Rep. Tim Burchett, R-Tenn., earlier this week urged lawmakers to take UFOs more seriously and said aliens have technology that could "turn us into charcoal briquette."
"They [extraterrestrial craft] can travel light years or at the speeds that we've seen defy physics as we know it," Burchett, who sits on the House Oversight Committee overseeing UFO hearings, said during an appearance on the "Event Horizon" podcast earlier this week.
"They can fly underwater and don't show a heat trail.
"We are out of our league," the congressman added. "We couldn't fight them off what we wanted to. That's why I don't think they're a threat to us, or they would already have been."
Burchett said Americans have been dealing [with government cover-ups] "since 1947, probably since about 1897 in what was the Aurora, Texas, 'UFO crash,'" and explained that if aliens have this technology, then "they could turn us into a charcoal briquette."

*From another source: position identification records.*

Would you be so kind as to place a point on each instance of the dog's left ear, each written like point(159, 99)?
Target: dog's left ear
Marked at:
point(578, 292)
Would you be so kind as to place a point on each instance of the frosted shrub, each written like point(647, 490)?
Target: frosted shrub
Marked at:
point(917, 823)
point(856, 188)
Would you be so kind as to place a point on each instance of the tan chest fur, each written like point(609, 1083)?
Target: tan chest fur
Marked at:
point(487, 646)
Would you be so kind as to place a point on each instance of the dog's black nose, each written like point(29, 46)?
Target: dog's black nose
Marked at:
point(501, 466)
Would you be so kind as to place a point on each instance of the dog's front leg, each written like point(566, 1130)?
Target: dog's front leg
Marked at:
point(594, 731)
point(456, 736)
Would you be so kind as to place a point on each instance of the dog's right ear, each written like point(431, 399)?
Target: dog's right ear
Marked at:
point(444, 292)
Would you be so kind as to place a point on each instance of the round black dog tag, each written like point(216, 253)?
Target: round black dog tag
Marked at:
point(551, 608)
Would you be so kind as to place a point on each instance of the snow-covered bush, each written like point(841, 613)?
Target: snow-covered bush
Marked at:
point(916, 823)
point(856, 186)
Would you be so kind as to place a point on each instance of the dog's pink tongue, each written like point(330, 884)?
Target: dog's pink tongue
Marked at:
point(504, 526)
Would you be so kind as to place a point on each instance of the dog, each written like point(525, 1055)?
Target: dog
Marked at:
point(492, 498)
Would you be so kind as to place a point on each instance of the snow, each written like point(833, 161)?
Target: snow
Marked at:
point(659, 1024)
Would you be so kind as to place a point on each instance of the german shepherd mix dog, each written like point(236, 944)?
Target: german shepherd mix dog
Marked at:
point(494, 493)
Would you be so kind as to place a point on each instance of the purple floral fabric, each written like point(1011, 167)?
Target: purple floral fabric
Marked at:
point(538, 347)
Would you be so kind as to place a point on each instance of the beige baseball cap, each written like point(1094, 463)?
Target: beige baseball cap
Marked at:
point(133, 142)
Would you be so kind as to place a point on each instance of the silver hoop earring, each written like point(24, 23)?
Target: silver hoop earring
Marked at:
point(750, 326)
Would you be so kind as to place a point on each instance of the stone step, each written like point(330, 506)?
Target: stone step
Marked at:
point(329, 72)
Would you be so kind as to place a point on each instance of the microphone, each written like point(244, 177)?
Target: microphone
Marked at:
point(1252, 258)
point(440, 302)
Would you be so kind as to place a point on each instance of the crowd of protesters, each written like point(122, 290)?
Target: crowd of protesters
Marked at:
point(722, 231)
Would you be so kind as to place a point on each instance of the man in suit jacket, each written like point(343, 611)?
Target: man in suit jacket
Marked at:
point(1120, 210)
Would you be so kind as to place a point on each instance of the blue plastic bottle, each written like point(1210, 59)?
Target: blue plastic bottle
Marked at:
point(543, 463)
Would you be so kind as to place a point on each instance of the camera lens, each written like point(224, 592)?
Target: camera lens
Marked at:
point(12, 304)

Burchett told the Washington Examiner on Wednesday that the committee plans to hold a hearing on UFOs but would not divulge any information on dates and witnesses, adding that when the witness list is published, "you'll see the naysayers try to discredit them as they've done with me."
He also said he believes claims by a whistleblower former intelligence official that the government has possession of "intact and partially intact" alien vehicles.
David Charles Grusch, a 36-year-old decorated former combat officer in Afghanistan who led analysis of unexplained anomalous phenomena (UAP) within a Department of Defense agency, told The Debrief recently that government officials retaliated against him when he turned over classified information about the vehicles to Congress.
During the podcast, Burchett also called on the federal government to "just turn loose the reports, quit with the redacted reports that look like Swiss cheese with everything whited out or blacked out, and just give us all the information and let the American public decide."
"We can handle it. Stop with the arrogance. Stop with the corruption," he added. "Let's get it all out there."